Sophomore tight end Travon “Champ” Jones launched a petition four days ago, at the suggestion of a Student Government Association official, urging resumption of the season. Nearly 800 people had added their support on Monday, when by 10 p.m. the petition had collected a total of over 2,100 signatures.
Several other players were among those commenting on the petition, along with parents, and family members of other NSU students directly impacted as members of the Spirit of Northwestern marching band and other support groups such as cheerleaders and dance line members.
The Demon tight end, who had 20 receptions last year and added 15 in five games this season, estimated “I could easily say over 75 percent (of team members), easy … would like to continue to play” the rest of the season, beginning with Saturday’s cancelled homecoming game at Turpin Stadium.
“We want to play. It’s definitely not the players,” said Jones on the “Billy West Live” podcast distributed by the Natchitoches Parish Journal Monday afternoon. (LISTEN BELOW)
In the introduction to the petition, Jones wrote, “the fight to finish out the season is because it’ll give the athletes an outlet for the troubled times we are facing. This is a life-changing decision we should have say in.” (LISTEN BELOW)
Cadillac Rhone, a sophomore safety who is third on the team with 23 tackles, told Alexandria’s KALB-TV “we should have been playing football, playing the sport that we came here to play.”
Rhone was described as a close friend of the late Ronnie Caldwell Jr., the junior safety who was shot to death Oct. 12 at the Quad Apartment Complex across La. 6 from the university campus.
“We sacrificed our time away from our family and loved ones and all the work that we put in, and we get to display that on the field … that’s all I could think about, just going out there and playing ball,” said Rhone. “I miss it already.”
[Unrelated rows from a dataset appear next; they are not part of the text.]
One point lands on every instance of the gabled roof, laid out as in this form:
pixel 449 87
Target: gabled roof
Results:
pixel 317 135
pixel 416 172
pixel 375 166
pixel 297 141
NSU cancelled its Oct. 14 game at Nicholls, then resumed the season Oct. 19 with a hard-fought 37-20 home loss to Southeastern. The game was moved up two days so Northwestern players, coaches and team personnel could attend Caldwell’s funeral in Austin, Texas, where Demons’ coach Brad Laird was invited to speak by the victim’s family.
Five days later, President Jones announced that the rest of the NSU season was cancelled due to Caldwell’s death and cited “the mental health and well-being of its student-athletes as the primary reason.” It scrapped the Demons’ game 48 hours later at McNeese, which was celebrating its homecoming.
President Jones said in the Thursday announcement NSU officials “learned that the hurt on our team was too deep. Now it is in the best interest of our players, coaches and staff to pause and take this time to mourn, to heal, and to support Ronnie’s family.”
Jones and Bostian also announced Laird had resigned. A day later, Caldwell’s parents and two Houston attorneys announced plans to sue the university, Laird and the apartment complex, and any other parties they deem responsible for Caldwell’s death.
On Saturday, Northwestern quarterback Tyler Vander Waal made a social media post criticizing the decision, saying players were “kept in the dark about everything” and calling the cancellation “a cop out.” Over 300,000 people have viewed his post on X (formerly Twitter).
He termed the cancellation “unacceptable” Monday, and said he was soon returning home to California, regrettably ending his football career.
“Ronnie would want us to play,” Vander Waal told Shreveport’s KTAL-TV. “That’s why we played Southeastern … (to) honor Ronnie …. he wasn’t a quitter. That’s not what he would want us to do … to quit is not honoring Ronnie at all.”
Meanwhile, the Southland Conference Monday issued guidelines addressing the cancellations’ impact on league standings. NSU’s five games not played are deemed “no contests” and will not be reflected in opponents’ final records, but will be counted as wins for the opponents to determine the Southland standings. They will not count as losses for NSU, the league said.